Is there anything that you’re dreading in the future in terms of your younger daughter?
Yes, pretty much everything. Running out of water, shit that gives you cancer, no antibiotics, fires burning everywhere. You name it. You can read Naomi Klein, Bill McKibben, Dr. Helen Caldecott talking about radiation coming over from Fukushima. It’s all there, a great big hell party waiting to happen. That is very terrifying.
How do you hide that fear from your child?
She’s three years old. I’m not going to tell her that there’s a good chance she’ll get cancer, that she shouldn’t have her cell phone next to her head because it’ll give her blastomas. So, yes, I hide it in the sense that I don’t elaborate on it.
I think the best you can do is be as non-negative as you can be and show them a happy time in whatever pre-cancer, pre-Holocaust, pre-Apocalypse time we got left. Call me a cock-eyed optimist.
What advice would you give to young men who are wary of marriage or fatherhood?
First of all, I would tell them not to take any advice. I think a lot of miserable fathers—and mothers, for that matter—will tell people to have kids so they can enjoy their company while they’re miserable fucks. In my case, I’d just tell them to relax. It doesn’t really do anything but enable you to stop thinking about your own ass. Once you have a kid, self-obsession ends. It’s not about you anymore. In that sense, I would recommend it for all egotists and narcissists. It’s a great way to cure that.
Do you miss any sense of freedom since you became a father again or have you maintained a separate self?
If I understand the subtext of that question, I’ve pretty much done all the wild shit I could squeeze into my life. I don’t know that there’s any new vice I could partake in. I don’t miss it. I think, for me, square is the last frontier.

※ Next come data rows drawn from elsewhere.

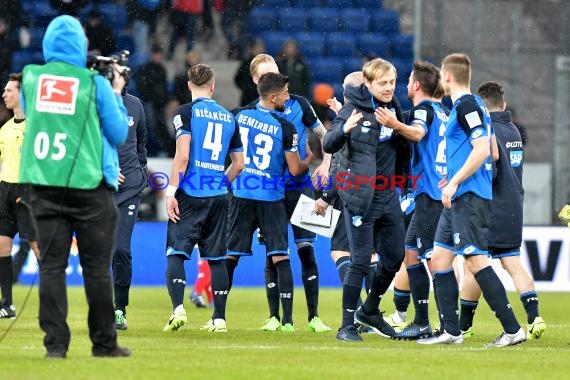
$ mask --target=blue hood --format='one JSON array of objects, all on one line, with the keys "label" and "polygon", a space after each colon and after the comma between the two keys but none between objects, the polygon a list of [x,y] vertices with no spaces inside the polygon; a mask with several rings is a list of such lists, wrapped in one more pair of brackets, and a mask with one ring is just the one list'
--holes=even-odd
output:
[{"label": "blue hood", "polygon": [[42,48],[46,63],[60,61],[78,67],[87,64],[87,37],[81,23],[71,16],[58,16],[49,23]]}]

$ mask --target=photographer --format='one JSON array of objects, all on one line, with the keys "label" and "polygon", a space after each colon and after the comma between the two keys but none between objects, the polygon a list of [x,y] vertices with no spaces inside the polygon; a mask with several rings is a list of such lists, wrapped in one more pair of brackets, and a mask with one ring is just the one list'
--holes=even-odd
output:
[{"label": "photographer", "polygon": [[[21,182],[32,184],[31,206],[41,247],[40,326],[46,358],[65,358],[70,341],[65,268],[77,236],[89,305],[93,356],[129,356],[117,345],[109,267],[117,222],[116,146],[128,132],[121,98],[125,78],[85,68],[87,38],[79,21],[59,16],[43,39],[45,65],[23,75],[27,106]],[[115,66],[115,74],[121,68]]]}]

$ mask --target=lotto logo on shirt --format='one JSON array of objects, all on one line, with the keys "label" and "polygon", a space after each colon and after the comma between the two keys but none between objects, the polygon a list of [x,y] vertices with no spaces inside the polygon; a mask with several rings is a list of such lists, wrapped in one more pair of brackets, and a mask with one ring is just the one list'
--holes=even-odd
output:
[{"label": "lotto logo on shirt", "polygon": [[79,79],[42,74],[38,81],[36,111],[75,114]]}]

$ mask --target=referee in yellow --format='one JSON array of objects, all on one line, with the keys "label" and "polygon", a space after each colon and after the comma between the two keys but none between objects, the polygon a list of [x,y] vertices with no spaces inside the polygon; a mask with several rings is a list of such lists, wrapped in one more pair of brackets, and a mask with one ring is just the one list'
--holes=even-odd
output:
[{"label": "referee in yellow", "polygon": [[16,307],[12,300],[12,241],[17,232],[20,238],[28,238],[30,246],[39,260],[40,251],[37,243],[37,231],[31,212],[25,202],[27,185],[20,185],[20,156],[24,131],[25,116],[20,107],[20,85],[22,74],[10,74],[4,87],[2,99],[6,108],[14,112],[0,129],[0,318],[16,317]]}]

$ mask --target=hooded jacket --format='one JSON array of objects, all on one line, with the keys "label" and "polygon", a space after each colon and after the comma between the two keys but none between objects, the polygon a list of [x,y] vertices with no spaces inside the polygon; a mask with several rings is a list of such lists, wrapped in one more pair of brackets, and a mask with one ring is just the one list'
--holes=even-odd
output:
[{"label": "hooded jacket", "polygon": [[[75,67],[87,63],[87,38],[79,21],[64,15],[53,19],[42,41],[46,64],[63,62]],[[128,132],[127,110],[120,94],[115,94],[109,81],[94,75],[95,102],[102,131],[102,170],[105,182],[117,189],[119,158],[116,146],[122,144]],[[22,93],[23,96],[23,93]],[[25,98],[21,99],[25,112]]]},{"label": "hooded jacket", "polygon": [[[338,195],[353,215],[363,216],[372,204],[375,189],[370,181],[374,181],[375,176],[384,178],[375,181],[380,188],[376,190],[377,195],[386,201],[395,196],[393,187],[389,184],[385,186],[385,180],[391,181],[394,177],[397,151],[406,146],[391,128],[376,121],[374,110],[377,107],[389,108],[400,121],[403,116],[400,103],[395,97],[390,103],[382,103],[371,95],[364,84],[346,87],[345,97],[347,103],[325,135],[323,149],[331,154],[339,152],[336,178]],[[362,113],[363,117],[356,128],[349,134],[344,134],[342,127],[353,110]],[[368,182],[357,184],[358,176],[366,178]]]}]

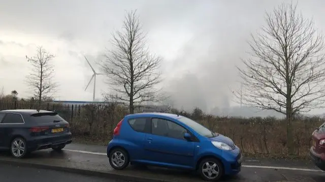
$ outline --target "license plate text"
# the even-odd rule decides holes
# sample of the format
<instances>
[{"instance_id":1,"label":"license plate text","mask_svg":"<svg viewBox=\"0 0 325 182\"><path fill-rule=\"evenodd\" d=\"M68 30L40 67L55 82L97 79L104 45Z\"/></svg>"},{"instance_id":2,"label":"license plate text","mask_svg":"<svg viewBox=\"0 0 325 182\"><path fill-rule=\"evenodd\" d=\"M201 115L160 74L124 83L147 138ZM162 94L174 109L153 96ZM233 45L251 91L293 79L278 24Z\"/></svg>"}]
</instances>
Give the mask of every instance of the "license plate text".
<instances>
[{"instance_id":1,"label":"license plate text","mask_svg":"<svg viewBox=\"0 0 325 182\"><path fill-rule=\"evenodd\" d=\"M62 132L63 131L63 128L52 129L52 133L60 132Z\"/></svg>"}]
</instances>

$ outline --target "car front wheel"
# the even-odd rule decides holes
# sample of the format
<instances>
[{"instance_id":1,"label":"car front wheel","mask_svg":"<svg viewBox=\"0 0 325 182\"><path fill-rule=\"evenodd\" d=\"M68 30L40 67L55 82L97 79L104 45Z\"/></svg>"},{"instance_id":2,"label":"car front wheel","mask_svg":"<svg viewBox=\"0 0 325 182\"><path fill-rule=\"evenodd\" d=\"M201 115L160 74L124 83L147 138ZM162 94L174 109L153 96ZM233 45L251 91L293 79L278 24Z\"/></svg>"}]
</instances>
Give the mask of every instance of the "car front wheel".
<instances>
[{"instance_id":1,"label":"car front wheel","mask_svg":"<svg viewBox=\"0 0 325 182\"><path fill-rule=\"evenodd\" d=\"M128 165L128 155L122 149L114 149L110 153L109 162L113 168L117 170L124 169Z\"/></svg>"},{"instance_id":2,"label":"car front wheel","mask_svg":"<svg viewBox=\"0 0 325 182\"><path fill-rule=\"evenodd\" d=\"M21 138L17 138L11 142L10 152L14 157L21 158L27 153L27 146L25 140Z\"/></svg>"},{"instance_id":3,"label":"car front wheel","mask_svg":"<svg viewBox=\"0 0 325 182\"><path fill-rule=\"evenodd\" d=\"M219 160L213 158L203 160L199 169L202 178L210 181L218 180L223 173L222 164Z\"/></svg>"}]
</instances>

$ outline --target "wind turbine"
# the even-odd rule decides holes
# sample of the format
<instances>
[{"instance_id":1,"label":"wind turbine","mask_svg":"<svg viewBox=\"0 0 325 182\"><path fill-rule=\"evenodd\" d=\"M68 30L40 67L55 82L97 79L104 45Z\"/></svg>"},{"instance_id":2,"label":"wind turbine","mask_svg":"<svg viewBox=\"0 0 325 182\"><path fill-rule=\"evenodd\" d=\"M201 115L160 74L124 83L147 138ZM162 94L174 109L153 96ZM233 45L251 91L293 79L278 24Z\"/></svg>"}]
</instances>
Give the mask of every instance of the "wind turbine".
<instances>
[{"instance_id":1,"label":"wind turbine","mask_svg":"<svg viewBox=\"0 0 325 182\"><path fill-rule=\"evenodd\" d=\"M89 66L90 66L90 68L91 68L91 70L92 70L92 72L93 72L93 74L92 74L92 76L91 76L91 78L90 78L90 80L89 80L89 82L88 83L88 84L87 85L87 86L86 86L86 88L85 89L85 91L86 91L86 90L87 89L87 88L88 88L88 86L89 85L89 84L90 84L90 82L91 82L91 80L92 80L92 78L93 78L93 92L92 93L92 101L95 101L95 93L96 93L96 75L105 75L105 74L104 73L96 73L96 71L95 71L94 69L93 69L93 68L92 67L92 66L91 66L91 65L90 64L90 63L89 63L89 62L88 61L88 60L87 59L87 58L86 58L85 56L84 56L84 57L85 57L85 59L86 59L86 61L87 61L87 62L88 63L88 64L89 65Z\"/></svg>"}]
</instances>

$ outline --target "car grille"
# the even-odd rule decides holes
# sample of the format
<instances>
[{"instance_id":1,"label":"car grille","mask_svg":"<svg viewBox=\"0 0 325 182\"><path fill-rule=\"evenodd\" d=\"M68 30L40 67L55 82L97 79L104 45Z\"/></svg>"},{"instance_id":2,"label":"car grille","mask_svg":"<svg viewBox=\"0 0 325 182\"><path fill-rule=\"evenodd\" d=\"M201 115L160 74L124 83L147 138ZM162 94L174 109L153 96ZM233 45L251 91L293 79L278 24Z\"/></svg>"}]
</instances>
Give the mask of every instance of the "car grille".
<instances>
[{"instance_id":1,"label":"car grille","mask_svg":"<svg viewBox=\"0 0 325 182\"><path fill-rule=\"evenodd\" d=\"M237 156L237 157L236 157L236 160L238 160L239 159L240 159L240 158L242 157L242 154L241 153L239 153L239 154L238 154L238 156Z\"/></svg>"}]
</instances>

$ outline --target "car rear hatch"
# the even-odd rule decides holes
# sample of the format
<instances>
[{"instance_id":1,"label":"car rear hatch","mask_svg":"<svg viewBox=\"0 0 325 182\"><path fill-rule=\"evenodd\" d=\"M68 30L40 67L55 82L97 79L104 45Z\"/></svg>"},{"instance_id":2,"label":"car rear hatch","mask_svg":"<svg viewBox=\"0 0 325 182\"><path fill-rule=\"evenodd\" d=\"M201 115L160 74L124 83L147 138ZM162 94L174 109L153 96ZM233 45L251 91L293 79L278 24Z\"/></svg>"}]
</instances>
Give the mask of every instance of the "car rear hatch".
<instances>
[{"instance_id":1,"label":"car rear hatch","mask_svg":"<svg viewBox=\"0 0 325 182\"><path fill-rule=\"evenodd\" d=\"M53 112L42 112L30 115L35 127L30 128L32 133L39 135L57 134L69 131L69 123Z\"/></svg>"}]
</instances>

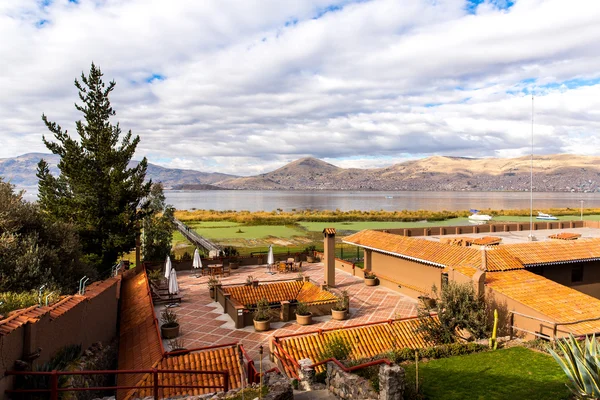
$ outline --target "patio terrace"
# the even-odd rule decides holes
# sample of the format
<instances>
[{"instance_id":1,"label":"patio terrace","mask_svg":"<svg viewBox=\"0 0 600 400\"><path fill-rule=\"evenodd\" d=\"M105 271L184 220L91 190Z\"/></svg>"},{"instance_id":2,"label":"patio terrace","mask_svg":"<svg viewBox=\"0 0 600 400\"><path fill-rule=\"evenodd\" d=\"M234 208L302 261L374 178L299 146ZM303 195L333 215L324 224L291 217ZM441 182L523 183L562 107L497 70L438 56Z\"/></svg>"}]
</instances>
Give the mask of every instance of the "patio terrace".
<instances>
[{"instance_id":1,"label":"patio terrace","mask_svg":"<svg viewBox=\"0 0 600 400\"><path fill-rule=\"evenodd\" d=\"M323 282L324 267L322 263L303 265L302 272L314 282ZM269 340L273 335L282 336L291 333L310 332L317 329L340 328L367 322L381 321L390 318L410 317L417 313L415 300L393 290L376 286L367 287L363 279L336 269L337 290L347 290L350 296L350 319L334 321L330 315L314 317L313 324L300 326L295 320L290 322L271 323L268 332L255 332L254 327L247 326L236 329L234 322L223 308L210 298L207 282L208 276L196 278L194 272L184 271L179 273L178 282L183 301L180 307L175 308L179 315L181 336L188 349L240 342L248 351L249 356L255 360L258 367L259 346L263 346L263 361L265 367L270 368ZM295 273L275 274L267 273L265 265L247 266L233 270L230 276L221 278L223 284L244 283L248 275L254 279L263 280L289 280L296 276ZM362 276L362 274L360 274ZM157 318L164 306L155 307ZM168 341L164 341L165 350L169 351Z\"/></svg>"}]
</instances>

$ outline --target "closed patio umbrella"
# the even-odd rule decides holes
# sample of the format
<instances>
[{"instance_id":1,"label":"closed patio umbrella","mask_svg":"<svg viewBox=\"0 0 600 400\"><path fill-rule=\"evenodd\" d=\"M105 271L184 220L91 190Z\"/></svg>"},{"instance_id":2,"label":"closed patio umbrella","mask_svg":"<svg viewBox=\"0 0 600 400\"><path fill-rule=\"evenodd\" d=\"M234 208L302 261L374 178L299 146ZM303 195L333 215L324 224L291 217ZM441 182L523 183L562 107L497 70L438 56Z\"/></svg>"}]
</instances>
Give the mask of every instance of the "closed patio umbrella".
<instances>
[{"instance_id":1,"label":"closed patio umbrella","mask_svg":"<svg viewBox=\"0 0 600 400\"><path fill-rule=\"evenodd\" d=\"M169 279L171 276L171 257L167 256L165 261L165 278Z\"/></svg>"},{"instance_id":2,"label":"closed patio umbrella","mask_svg":"<svg viewBox=\"0 0 600 400\"><path fill-rule=\"evenodd\" d=\"M194 261L192 262L192 267L194 267L194 269L202 269L202 260L200 259L200 252L198 249L194 250ZM196 276L198 276L198 273L196 273Z\"/></svg>"},{"instance_id":3,"label":"closed patio umbrella","mask_svg":"<svg viewBox=\"0 0 600 400\"><path fill-rule=\"evenodd\" d=\"M174 269L171 270L169 276L169 295L174 295L179 292L179 285L177 284L177 272Z\"/></svg>"},{"instance_id":4,"label":"closed patio umbrella","mask_svg":"<svg viewBox=\"0 0 600 400\"><path fill-rule=\"evenodd\" d=\"M267 255L267 272L273 274L271 267L275 264L275 257L273 257L273 245L269 245L269 255Z\"/></svg>"}]
</instances>

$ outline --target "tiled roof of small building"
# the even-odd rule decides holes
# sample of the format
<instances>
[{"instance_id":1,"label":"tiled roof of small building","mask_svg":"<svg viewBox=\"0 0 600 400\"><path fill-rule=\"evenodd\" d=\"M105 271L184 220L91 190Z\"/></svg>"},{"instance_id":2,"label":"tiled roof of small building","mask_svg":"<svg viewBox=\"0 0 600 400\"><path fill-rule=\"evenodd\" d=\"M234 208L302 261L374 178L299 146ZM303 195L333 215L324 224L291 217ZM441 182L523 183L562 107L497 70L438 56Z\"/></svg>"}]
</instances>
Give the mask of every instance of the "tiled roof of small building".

Was there any hesitation about writing about your daughter before she was even born or thoughts about how she might feel reading it when she’s older?
Well, the good news is, by the time she’s old enough to comprehend, I’ll probably be dead or drooling in a corner somewhere, so she might have mercy. I don’t say anything bad. One thing I’ve learned, having written two memoirs—Permanent Midnight and then this—I always make myself the biggest asshole in any narrative and everybody else comes off looking pretty good.
What are your goals professionally from here on out? Are you happy with the amount you’re writing and how your work has been received?
I have no expectations for my books, really. I have a hardcore cult following who always buy them. I’m certainly not a mainstream dish. I make no claims to be Jonathan Franzen. Weirdly, my books do great in France. I always feel like some Dexter Gordon cat who doesn’t get the heat in his own country but who, over in France, is treated like a fucking rock star. It balances out. To answer your question specifically: nah. I’m cool with it. It doesn’t wow me. I’m not on the covers of magazines like I used to be but when you write the stuff I write, it would be pretentious to think that everybody’s going to embrace you.